Carly Adams University of Lethbridge

Français

2008

At the turn of the 20th century in London, Ontario community sport initiatives came as a response to increasing industrialization, urban expansion, and growing commercial distractions, which prompted middle-class reformers to campaign for urban parks and supervised playgrounds to provide children with ‘respectable’ amusements (Hall, 2002). Through their participation in playgrounds and city sport leagues, girls and women challenged notions of gender and female physicality, while exploring recreational activities, building lasting friendships and learning new physical skills—an experience that for many set the groundwork for decades of community sport involvement.

Emphasizing the notion that all historical sources are inextricably linked to social power, this study weaves together oral accounts, newspaper reports, pictorial depictions of sport, and available archival materials while simultaneously considering not only what information these sources provide but also how the information is delivered and the variety of meanings embedded in each source. Evidence presented in this study suggests that women’s sport during the first half of the twentieth century was a unique social space for women. It was certainly more than a voyeuristic form of entertainment for male spectators (Lenskyj, 1996; Lenskyj, 1989). The municipal playgrounds and industrial diamonds, for example, were physically empowering spaces where the athletic skills and abilities of girls and women were practiced, developed, and celebrated.

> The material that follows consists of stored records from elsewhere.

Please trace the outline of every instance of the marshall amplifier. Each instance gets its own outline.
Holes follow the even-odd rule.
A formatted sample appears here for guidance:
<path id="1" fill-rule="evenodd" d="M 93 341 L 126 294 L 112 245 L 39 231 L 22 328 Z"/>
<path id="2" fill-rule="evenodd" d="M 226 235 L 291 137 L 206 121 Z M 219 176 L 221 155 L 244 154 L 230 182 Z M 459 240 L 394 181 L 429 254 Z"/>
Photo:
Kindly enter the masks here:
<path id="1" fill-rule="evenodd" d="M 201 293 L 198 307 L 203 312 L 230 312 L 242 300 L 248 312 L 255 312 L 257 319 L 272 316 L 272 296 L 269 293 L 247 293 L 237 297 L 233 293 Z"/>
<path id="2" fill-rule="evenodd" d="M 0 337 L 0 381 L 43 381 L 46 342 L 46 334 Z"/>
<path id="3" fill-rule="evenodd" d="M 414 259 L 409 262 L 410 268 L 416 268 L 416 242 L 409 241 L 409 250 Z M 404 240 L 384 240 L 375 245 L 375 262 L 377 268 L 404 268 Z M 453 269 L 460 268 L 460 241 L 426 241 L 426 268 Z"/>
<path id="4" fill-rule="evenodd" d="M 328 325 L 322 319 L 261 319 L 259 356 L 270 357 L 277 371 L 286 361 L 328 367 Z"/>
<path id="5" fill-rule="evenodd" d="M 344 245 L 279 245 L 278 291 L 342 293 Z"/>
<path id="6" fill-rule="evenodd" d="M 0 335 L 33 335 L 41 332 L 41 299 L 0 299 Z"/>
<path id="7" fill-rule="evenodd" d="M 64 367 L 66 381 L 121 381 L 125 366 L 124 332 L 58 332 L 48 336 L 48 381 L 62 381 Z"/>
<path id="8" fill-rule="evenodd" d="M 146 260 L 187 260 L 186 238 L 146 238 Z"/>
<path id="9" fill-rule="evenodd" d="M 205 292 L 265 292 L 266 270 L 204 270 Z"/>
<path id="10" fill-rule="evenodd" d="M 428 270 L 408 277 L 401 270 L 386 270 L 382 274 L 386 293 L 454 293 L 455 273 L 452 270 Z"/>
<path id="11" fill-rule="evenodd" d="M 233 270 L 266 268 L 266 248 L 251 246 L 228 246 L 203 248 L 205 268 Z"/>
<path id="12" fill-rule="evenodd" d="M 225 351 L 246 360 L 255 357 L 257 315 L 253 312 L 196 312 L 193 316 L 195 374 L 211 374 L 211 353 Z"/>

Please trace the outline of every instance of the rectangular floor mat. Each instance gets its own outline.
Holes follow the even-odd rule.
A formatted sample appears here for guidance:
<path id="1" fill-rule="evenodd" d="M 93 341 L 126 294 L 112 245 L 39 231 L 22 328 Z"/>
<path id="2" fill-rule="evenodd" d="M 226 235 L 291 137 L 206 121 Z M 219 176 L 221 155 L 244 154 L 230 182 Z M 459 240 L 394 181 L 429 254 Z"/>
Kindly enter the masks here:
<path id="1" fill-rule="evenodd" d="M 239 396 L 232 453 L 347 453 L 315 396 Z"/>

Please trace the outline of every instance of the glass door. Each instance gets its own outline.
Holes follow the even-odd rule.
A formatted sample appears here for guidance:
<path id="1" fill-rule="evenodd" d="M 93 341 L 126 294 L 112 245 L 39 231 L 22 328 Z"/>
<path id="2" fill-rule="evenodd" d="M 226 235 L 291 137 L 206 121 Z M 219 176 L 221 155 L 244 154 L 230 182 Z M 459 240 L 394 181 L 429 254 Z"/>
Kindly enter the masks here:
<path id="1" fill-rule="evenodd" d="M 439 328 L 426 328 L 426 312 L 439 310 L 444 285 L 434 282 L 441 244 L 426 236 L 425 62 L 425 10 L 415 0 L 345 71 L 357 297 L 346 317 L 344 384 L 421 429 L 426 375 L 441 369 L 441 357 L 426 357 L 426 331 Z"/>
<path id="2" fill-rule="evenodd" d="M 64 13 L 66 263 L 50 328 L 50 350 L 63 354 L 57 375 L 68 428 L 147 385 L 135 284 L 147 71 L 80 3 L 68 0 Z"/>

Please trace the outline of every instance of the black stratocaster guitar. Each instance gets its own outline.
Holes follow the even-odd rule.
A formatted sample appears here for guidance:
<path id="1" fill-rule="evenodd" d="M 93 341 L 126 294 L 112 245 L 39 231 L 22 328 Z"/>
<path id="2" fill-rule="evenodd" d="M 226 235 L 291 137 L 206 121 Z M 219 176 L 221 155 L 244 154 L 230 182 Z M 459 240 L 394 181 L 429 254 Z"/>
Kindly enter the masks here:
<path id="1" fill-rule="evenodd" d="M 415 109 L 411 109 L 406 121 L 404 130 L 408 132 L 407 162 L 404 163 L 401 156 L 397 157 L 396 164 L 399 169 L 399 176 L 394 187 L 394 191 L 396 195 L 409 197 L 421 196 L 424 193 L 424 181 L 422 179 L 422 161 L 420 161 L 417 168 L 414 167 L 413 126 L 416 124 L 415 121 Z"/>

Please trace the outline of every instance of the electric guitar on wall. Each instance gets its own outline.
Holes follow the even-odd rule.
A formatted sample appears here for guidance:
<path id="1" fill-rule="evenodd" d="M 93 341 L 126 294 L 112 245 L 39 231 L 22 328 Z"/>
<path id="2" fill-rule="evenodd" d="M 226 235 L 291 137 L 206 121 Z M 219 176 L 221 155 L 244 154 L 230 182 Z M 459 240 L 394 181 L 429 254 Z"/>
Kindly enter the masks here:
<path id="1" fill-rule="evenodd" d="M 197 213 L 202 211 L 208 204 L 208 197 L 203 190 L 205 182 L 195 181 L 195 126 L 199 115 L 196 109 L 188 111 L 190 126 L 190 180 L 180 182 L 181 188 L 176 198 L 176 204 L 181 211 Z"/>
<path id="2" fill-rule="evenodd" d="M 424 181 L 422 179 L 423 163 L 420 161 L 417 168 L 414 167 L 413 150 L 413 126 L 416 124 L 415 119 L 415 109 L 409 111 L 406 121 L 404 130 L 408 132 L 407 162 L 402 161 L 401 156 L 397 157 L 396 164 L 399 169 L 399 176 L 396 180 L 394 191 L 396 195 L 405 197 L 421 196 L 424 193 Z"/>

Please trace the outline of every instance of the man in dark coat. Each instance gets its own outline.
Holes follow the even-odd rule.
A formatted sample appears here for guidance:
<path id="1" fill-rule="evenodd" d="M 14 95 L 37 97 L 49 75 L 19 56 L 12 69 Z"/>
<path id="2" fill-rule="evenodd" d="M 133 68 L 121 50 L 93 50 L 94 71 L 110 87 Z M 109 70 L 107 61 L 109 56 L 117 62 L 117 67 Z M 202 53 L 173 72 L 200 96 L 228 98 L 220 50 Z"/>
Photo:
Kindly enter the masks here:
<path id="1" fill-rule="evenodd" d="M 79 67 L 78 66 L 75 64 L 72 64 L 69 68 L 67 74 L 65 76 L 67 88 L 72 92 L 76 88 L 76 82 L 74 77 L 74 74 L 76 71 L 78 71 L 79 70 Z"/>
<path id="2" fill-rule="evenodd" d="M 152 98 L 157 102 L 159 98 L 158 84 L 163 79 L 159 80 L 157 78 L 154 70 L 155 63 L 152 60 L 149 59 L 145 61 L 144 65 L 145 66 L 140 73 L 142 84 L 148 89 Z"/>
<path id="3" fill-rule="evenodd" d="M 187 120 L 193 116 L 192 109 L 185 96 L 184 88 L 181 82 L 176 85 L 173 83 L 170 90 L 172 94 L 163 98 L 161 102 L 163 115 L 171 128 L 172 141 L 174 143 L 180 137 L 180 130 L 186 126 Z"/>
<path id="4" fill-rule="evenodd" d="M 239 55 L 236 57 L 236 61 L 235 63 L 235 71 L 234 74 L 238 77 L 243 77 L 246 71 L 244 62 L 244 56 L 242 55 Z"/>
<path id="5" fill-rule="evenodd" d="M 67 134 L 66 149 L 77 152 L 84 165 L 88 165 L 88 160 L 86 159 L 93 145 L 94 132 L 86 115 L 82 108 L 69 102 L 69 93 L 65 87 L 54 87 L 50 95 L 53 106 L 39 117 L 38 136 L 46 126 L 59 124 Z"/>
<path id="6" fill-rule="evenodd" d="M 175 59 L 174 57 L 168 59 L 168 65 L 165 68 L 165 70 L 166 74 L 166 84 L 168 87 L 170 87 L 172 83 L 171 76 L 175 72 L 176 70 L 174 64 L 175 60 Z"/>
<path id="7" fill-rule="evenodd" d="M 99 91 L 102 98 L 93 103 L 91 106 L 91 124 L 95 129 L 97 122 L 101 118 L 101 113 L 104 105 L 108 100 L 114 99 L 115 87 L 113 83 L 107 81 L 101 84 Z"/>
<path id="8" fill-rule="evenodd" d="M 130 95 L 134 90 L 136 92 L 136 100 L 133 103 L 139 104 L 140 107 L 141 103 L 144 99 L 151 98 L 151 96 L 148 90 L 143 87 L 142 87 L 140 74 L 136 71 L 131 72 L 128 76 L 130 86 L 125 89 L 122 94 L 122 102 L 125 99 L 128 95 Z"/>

Exploring both geographical and relational notions of community, this study positions individual, everyday experience as central to our understandings of interactions between work, play, and social life. Investigating municipal playground programs, women’s industrial softball leagues, the London Girls’ Softball and Basketball leagues, and the London Supremes women’s fastball team, this study explores the construction of historical memory, asking why and how women explain, rationalize, make sense of, and apply meaning to their life experiences within specific social and cultural contexts (Sangster, 1997). The complexities of these experiences ultimately impact and shape how we come to understand and theorize women’s sport involvement of the past and the impacts it has on future policies and practices.